Artigos

NARCISO E O AMOR

Kátia Araújo e Adriana Carrijo

Narciso era filho do rio Cefiso e da ninfa Leríope. Nasceu mais belo que todos os imortais, o que o levou a ser desejado pelas deusas, ninfas e jovens da Grécia inteira! Mas tal encanto perturbou Leríope. Quantos anos viveria o mais belo dos mortais?... O temor levou a mãe preocupada a consultar o velho adivinho Tirésias, que lhe disse apenas: "Narciso viverá longos anos, desde que não se veja."

E as grandes paixões pelo filho do rio Cefiso começaram... Jovens e ninfas da Beócia inteira ficaram irremediavelmente presas à beleza de Narciso que, no entanto, permanecia insensível. Entre as apaixonadas encontrava-se Eco, uma ninfa que fora castigada pela deusa Hera, a "defensora dos amores legítimos", que descobrira uma traição de Zeus com a participação de Eco. Hera, furiosa com a ninfa, condenou-a a não mais falar: repetiria tão somente os últimos sons das palavras que ouvisse.

Era verão e Narciso caçava com alguns companheiros. Eco o seguira sem se deixar ver. Acontece que, tendo se afastado em demasia dos amigos, o jovem começou a gritar por eles. Eco, pensando que Narciso a estava chamando, vai ao encontro do mesmo. Ao deparar-se com o jovem, este não a vê, e ela passa desapercebida como as outras jovens. Tão friamente repelida, mas ardendo em paixão, Eco se isola e fecha-se numa imensa solidão. Por fim, deixa de se alimentar e definha, transformando-se num rochedo, capaz apenas de repetir os derradeiros sons do que se diz. As demais ninfas, irritadas com a insensibilidade e frieza do filho de Leríope, pedem vingança a Nêmesis, deusa da justiça, que prontamente condenou Narciso a amar um amor impossível.

Era novamente verão. O jovem Narciso, sedento, aproxima-se da límpida fonte de Téspias para mitigar a sede. Debruçando-se sobre o espelho imaculado das águas vê a própria imagem refletida no espelho da fonte de Téspias. Ao ver-se não pode mais sair dali: apaixonara-se pela própria imagem. Nêmesis cumprira a maldição. Estirado na relva opaca, Narciso entrega-se ao seu enlevo e, por seus próprios olhos, morre de amor.

Procuram-lhe o corpo: restava apenas uma delicada flor amarela, cujo centro era circundado por pétalas brancas. Era o Narciso.

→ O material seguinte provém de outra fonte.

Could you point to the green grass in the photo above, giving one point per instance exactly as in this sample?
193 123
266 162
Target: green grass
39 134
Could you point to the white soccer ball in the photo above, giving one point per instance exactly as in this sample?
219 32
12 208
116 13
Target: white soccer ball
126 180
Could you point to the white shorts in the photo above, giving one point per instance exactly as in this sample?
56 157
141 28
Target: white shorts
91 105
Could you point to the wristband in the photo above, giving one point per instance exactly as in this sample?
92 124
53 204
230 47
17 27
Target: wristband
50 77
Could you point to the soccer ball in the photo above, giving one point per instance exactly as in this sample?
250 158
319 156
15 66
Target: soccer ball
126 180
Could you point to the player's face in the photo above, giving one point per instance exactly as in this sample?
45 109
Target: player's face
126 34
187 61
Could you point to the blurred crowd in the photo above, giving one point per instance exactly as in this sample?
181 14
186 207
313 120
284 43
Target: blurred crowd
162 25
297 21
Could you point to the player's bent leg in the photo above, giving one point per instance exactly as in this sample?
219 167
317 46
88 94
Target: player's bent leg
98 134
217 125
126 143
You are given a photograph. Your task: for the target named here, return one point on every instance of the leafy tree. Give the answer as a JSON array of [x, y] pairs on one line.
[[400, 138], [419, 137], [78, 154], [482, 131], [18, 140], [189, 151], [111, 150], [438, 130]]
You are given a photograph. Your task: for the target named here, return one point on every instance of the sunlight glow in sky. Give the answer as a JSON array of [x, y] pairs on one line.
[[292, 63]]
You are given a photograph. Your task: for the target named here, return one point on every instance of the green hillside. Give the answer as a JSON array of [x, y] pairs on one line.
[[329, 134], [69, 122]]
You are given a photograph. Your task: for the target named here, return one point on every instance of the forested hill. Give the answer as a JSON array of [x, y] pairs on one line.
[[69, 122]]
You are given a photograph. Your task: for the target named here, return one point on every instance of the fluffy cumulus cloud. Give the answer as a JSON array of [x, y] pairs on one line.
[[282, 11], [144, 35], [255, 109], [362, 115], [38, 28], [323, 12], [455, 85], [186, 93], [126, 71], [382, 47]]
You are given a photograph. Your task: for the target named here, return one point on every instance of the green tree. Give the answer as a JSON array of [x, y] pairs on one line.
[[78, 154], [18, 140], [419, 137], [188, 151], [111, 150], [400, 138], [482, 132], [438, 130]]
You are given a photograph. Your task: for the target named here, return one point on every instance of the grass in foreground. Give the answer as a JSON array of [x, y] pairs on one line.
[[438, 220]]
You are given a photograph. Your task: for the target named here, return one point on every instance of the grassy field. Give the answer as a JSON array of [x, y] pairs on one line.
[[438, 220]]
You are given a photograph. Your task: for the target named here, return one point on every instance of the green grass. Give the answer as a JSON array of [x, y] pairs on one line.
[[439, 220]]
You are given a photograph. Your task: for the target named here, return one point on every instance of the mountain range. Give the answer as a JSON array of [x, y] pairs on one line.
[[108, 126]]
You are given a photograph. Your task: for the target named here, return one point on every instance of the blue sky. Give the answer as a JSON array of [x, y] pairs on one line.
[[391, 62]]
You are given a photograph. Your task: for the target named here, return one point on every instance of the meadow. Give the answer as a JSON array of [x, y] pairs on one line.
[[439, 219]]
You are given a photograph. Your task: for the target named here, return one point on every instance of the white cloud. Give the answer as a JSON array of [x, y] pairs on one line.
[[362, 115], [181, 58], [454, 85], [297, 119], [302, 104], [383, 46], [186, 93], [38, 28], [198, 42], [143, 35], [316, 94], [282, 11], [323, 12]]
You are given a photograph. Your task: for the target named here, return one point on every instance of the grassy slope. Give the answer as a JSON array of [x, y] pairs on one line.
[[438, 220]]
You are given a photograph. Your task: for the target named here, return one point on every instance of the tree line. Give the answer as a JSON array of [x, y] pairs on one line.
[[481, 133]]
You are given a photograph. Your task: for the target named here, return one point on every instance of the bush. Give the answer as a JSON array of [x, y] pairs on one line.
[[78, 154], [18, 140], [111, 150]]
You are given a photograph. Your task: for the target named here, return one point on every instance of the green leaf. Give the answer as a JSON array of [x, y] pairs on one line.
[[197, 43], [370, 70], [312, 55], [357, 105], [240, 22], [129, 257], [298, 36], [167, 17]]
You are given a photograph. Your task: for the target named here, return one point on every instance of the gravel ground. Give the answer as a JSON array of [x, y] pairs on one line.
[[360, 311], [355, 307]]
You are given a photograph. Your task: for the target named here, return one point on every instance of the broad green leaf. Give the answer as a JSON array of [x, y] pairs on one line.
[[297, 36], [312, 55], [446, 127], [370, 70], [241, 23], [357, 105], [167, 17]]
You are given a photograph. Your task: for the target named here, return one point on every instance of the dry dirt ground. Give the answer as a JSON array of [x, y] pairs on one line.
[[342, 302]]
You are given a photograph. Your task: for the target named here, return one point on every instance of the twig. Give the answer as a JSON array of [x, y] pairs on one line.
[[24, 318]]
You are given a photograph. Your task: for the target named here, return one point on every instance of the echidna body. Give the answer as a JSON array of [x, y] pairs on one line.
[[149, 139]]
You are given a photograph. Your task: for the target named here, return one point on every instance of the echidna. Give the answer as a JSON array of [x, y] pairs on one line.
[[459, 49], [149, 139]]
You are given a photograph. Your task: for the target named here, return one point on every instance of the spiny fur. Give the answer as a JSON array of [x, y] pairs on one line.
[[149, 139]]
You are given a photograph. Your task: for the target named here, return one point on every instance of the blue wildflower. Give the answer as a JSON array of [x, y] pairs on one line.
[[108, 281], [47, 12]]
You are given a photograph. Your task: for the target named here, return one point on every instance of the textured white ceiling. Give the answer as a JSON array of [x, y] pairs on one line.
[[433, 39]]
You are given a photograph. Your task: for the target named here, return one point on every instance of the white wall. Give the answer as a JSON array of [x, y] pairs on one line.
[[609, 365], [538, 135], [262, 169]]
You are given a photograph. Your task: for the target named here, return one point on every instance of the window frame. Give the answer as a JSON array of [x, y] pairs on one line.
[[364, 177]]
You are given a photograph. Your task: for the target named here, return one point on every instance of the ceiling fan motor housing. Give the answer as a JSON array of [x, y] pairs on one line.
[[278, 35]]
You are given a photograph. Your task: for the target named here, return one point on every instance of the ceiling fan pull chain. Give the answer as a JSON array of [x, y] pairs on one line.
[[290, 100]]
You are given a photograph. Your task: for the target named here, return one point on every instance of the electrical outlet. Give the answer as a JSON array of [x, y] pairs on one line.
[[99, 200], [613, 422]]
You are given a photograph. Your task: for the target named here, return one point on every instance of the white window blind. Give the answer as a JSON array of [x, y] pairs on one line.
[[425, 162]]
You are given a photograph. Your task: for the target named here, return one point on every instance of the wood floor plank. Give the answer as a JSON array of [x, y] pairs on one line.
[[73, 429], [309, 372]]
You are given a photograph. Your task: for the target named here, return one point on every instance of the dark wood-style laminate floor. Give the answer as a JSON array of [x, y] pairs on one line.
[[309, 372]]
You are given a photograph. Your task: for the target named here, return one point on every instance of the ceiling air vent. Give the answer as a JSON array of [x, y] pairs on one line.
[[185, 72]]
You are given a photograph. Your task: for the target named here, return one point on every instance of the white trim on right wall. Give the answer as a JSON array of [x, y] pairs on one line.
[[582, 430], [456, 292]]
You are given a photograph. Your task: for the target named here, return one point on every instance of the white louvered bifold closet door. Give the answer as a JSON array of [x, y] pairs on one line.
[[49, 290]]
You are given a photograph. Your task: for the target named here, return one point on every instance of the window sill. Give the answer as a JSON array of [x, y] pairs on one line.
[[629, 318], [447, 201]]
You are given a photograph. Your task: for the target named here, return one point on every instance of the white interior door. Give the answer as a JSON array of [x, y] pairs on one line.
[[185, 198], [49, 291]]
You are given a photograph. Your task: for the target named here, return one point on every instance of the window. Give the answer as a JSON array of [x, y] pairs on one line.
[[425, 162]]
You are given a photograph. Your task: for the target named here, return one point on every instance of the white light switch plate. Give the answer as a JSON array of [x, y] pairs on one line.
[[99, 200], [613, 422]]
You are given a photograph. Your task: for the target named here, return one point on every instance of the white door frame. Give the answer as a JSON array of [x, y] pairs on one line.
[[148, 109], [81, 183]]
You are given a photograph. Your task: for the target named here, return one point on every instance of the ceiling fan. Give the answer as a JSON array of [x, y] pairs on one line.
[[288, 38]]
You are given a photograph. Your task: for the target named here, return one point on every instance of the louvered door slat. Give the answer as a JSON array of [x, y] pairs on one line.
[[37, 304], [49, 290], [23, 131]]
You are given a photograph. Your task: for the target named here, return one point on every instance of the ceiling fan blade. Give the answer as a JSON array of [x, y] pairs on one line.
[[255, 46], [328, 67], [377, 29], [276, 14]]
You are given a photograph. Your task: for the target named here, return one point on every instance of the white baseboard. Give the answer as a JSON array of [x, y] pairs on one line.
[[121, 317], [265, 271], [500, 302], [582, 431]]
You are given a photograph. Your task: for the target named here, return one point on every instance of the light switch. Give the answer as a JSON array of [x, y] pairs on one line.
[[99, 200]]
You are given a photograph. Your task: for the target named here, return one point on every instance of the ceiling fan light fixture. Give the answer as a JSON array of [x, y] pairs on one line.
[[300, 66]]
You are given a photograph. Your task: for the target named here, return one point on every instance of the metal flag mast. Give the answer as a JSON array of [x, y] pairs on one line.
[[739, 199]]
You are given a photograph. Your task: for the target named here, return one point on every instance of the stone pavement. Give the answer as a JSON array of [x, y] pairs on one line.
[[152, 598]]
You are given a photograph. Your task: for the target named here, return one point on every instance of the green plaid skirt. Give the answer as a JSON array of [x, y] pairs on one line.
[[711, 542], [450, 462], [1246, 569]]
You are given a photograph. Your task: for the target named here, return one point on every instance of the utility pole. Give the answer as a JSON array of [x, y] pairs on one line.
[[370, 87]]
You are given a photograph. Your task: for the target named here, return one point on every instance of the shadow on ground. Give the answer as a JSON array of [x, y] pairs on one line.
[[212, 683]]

Ele não respirava. Nunca suspirou. Sempre considerou-se pleno, sem espaço para viver a troca.

O movimento respiratório livre relaciona-se à fluência da ligação corpórea. Paralisar este fluxo acarreta a morte... Narciso: momento de morte?

O fascínio pela auto-imagem resulta nesta pulsão de morte. Sua expressão se dá através da rigidez. Devido à incapacidade de amar, rompe-se com o real, há a frieza do contato e o estancamento do amor. Narciso vê na pupila dos olhos do outro sua própria imagem refletida. Inspira somente em si mesmo (se respira).

O amor é a via de encontro do outro bem como de nós mesmos. Narciso, preso à sua própria cilada, assemelha-se a um cão que morde o próprio rabo (uróboro), confundindo-se com si mesmo, invejando-se sem saber. Não sabendo se amar, acaba por auto devorar-se.

Segundo Jung: "Se não quisermos ser feitos de tolos pelas nossas ilusões devemos, pela análise cuidadosa de cada fascínio, extrair deles uma parte de nossa personalidade como uma quintessência, e reconhecer lentamente que nos encontramos conosco mesmos repetidas vezes, em mil disfarces, no caminho da vida."